With the help of new equipment and revamped training sessions, Geneseo First Response – the on-campus, student-run emergency medical care provider – strives to offer the highest quality of care to students, staff and visitors to the college.
Although Geneseo First Response was established in 1974, according to GFR's Chief of Operations junior Gideon Cohen, it wasn't until five or six years ago that it became a New York State certified emergency medical service. With this distinction, Cohen said, GFR received more funding and instead of just transporting students to Lauderdale Health Center, the organization began providing on-site care. GFR now accompanies the ambulance to the scene of an emergency and stabilizes patients before they are taken to the hospital.
Cohen said GFR received 291 calls in 2011. While 100 of these calls were alcohol-related, the other 191 involved issues such as traumatic injuries, unconsciousness, allergic reactions and asthma attacks.
In light of the increasing number and difficulty of emergencies GFR addresses, the organization has recently updated its training requirements. "We always have to reevaluate our trainings to continue giving the quality care that we give," said sophomore Tim Kelly, the second assistant chief of the organization.
After a very selective application process – GFR only accepted 15 of its 95 applicants last semester – Kelly said GFR will hold more training sessions and will require both a written and a practical test before making a student's membership official.
"We hope all our members will become certified [emergency medical technicians]," Cohen said, citing another reason for higher training standards.
The increase in funding that came with becoming NYS certified has allowed GFR to purchase state-of-the-art equipment. "We have all of the capabilities of an ambulance with the exception of a backboard," Cohen said. In the past year, GFR has been able to purchase new pagers and a radio, suction and splints. The big purchase of the next few months will be an external defibrillator.
According to junior Caroline Schwartz, the first assistant chief, GFR is also working to "increase the amount of care we give outside of what we normally do." The organization does this by providing stand-by care at campus events. During last year's spring concert, GFR treated 17 patients. At the Kid Cudi concert this spring, the organization plans to have staff standing by as well.
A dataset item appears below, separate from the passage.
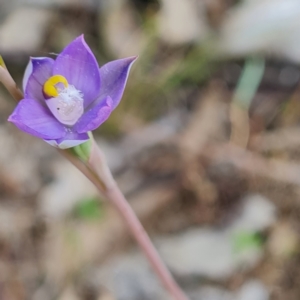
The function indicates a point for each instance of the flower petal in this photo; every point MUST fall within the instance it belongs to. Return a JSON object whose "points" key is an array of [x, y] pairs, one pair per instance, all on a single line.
{"points": [[78, 64], [113, 79], [36, 119], [95, 116], [38, 70], [69, 141]]}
GFR members attend the National Collegiate EMS Conference annually. This year, the conference was held in Baltimore, Md. and 90 - 100 student-based EMS services attended, coming from colleges in California to Alaska. Schwartz said that attending the conference helps GFR to set a foundation for yearly growth. "[At the conference,] we can interact and see what other schools are doing," she said. "It's nice to have that support."